Leslie Kehmeier isn’t really based out of anywhere. These days, she calls the open road—or trail—home. A self-proclaimed “adventure storyteller,” Leslie utilizes her camera lens to tell the stories of people and places from around the world.
She is avid mountain biker and has explored some of our National Forests’ newest and most epic trails. Whether from behind the wheel of her Sprinter van or on the seat of her bike, Leslie is constantly exploring new places and finding new stories to tell.
What is the source of your passion for the outdoors and travel?
My passion for the outdoors started early. My childhood home had a big backyard and I spent lots of time there exploring nature, helping with the garden and more. Every summer I went to my grandparent’s farm where the exploring was more connected to what I do now--being immersed in the outdoors without the confines of suburbia. I remember riding my Huffy BMX around the house and through corn and alfalfa fields every day. My grandmother would sometimes shriek at the sight of my sister and me with our dirt-crusted skin when we appeared for supper. My grandmother loved nature and birds as well as geography and travel. We used to pour over an old atlas as she recalled some of her stories driving across the country with my grandfather. The seeds planted in my childhood have continued to blossom throughout my life and were hugely impactful in what I do today.
What are some of the challenges of photographing mountain biking on National Forests?
From a technical standpoint, the greatest challenge is shooting dense forests because of the light. On bright days the light and shadow can prove difficult to celebrate a particular zone the way it should be showcased. The other big challenge, something I really embrace, is finding ways to show the beauty and character that makes each National Forest special. It takes attention to detail to see past the perceived monotony of trees and dirt and create compelling images. The patience is always worth the effort.
You’ve traveled around the world, what makes our National Forests and public lands unique?
There’s a ruggedness and raw peacefulness that our public lands provide that’s unlike other places I have traveled in the world. That kind of wildness is unique—you can actually go to a place and not only feel solitude, but have it. There aren’t people everywhere on our National Forests and public lands. Elsewhere in the world, you will see at least a few people even in the most remote zones. I feel lucky that I live in a country where public lands have been designated and preserved with access for recreation. I cherish the fact that I can go to places and truly be on my own with real solitude and room to breathe.
Where are some of your favorite places to mountain bike on National Forests?
That’s a good question, and a tough one for me as I like everywhere I ride. Places that comes to mind right away are Oregon and Washington: Willamette National Forest around Oakridge and Mackenzie Bridge as well as the Gifford Pinchot National Forest near Mount St. Helens. But honestly, there are amazing trails in our National Forests all over the country.
I’m excited to keep discovering new-to-me areas, especially the long distance routes and the very natural and remote feeling trails. On my most recent trip, I was able to ride a section of Womble Trail in Arkansas and some backcountry feeling trails in the Winding Star Recreation Area in the Ouachita Mountains in Oklahoma. These are now my new favorite places to ride; they were experiences that blew my mind and got me excited to explore more in that part of the country.

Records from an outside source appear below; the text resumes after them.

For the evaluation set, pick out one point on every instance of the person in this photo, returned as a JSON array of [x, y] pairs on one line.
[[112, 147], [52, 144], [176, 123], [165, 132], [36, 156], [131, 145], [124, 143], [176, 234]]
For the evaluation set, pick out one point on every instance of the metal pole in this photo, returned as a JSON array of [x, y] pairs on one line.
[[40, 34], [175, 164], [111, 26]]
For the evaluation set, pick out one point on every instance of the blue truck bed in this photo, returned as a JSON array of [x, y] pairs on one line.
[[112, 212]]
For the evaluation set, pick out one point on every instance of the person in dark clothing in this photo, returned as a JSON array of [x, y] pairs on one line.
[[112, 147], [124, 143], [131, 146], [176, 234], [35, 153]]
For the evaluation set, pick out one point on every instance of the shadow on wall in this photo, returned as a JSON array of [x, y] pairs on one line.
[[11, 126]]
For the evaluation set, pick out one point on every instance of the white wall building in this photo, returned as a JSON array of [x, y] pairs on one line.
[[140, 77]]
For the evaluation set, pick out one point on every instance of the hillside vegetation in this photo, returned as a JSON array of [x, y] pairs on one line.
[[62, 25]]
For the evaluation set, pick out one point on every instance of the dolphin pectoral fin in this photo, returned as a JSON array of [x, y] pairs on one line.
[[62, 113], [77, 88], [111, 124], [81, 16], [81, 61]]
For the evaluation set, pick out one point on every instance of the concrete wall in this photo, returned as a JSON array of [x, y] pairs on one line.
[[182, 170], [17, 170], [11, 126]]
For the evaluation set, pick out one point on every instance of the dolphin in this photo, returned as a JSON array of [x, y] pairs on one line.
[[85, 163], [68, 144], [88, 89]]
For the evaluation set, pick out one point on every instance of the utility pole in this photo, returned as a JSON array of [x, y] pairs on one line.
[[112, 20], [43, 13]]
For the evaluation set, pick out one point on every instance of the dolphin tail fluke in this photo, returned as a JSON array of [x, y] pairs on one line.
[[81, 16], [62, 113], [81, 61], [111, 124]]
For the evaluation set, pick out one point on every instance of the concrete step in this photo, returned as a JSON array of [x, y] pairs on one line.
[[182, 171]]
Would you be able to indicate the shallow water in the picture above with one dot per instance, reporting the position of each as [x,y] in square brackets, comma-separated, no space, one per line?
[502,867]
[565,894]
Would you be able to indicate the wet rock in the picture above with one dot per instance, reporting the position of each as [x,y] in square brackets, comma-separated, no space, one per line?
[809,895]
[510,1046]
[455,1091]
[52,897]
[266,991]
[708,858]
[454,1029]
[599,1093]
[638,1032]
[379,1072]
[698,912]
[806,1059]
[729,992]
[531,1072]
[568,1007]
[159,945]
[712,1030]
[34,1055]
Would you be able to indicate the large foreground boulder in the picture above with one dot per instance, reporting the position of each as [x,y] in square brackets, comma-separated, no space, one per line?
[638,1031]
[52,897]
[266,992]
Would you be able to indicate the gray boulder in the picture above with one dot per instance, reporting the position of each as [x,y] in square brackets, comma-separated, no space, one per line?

How do you hope your photography helps share the opportunities available on our National Forests and public lands?
First, I hope my work inspires people to get outside, no matter what public lands they can visit. More specifically, I hope my work can celebrate National Forests across the United States, motivating people to travel to places they hadn’t otherwise thought about. There is so much beyond the handful of iconic places that always draw people. My recent travels through Arkansas and Oklahoma highlight what’s possible.
What tips for mountain biking would you give for beginners?
Prioritize fun! It’s a good time to be getting into mountain biking; there are trails in many communities across the U.S. And many of those places have mountain bike-optimized experiences that make learning the activity a hoot. Mountain biking is more than mashing pedals; it’s about getting outdoors, and as cliche as it sounds, connecting with nature. Be sure to enjoy the experience as you build skills to progress to other trails. Hit up mapping apps like MTB Project and TrailForks. They are really helping in finding places to ride, as well as trails that match your current skills.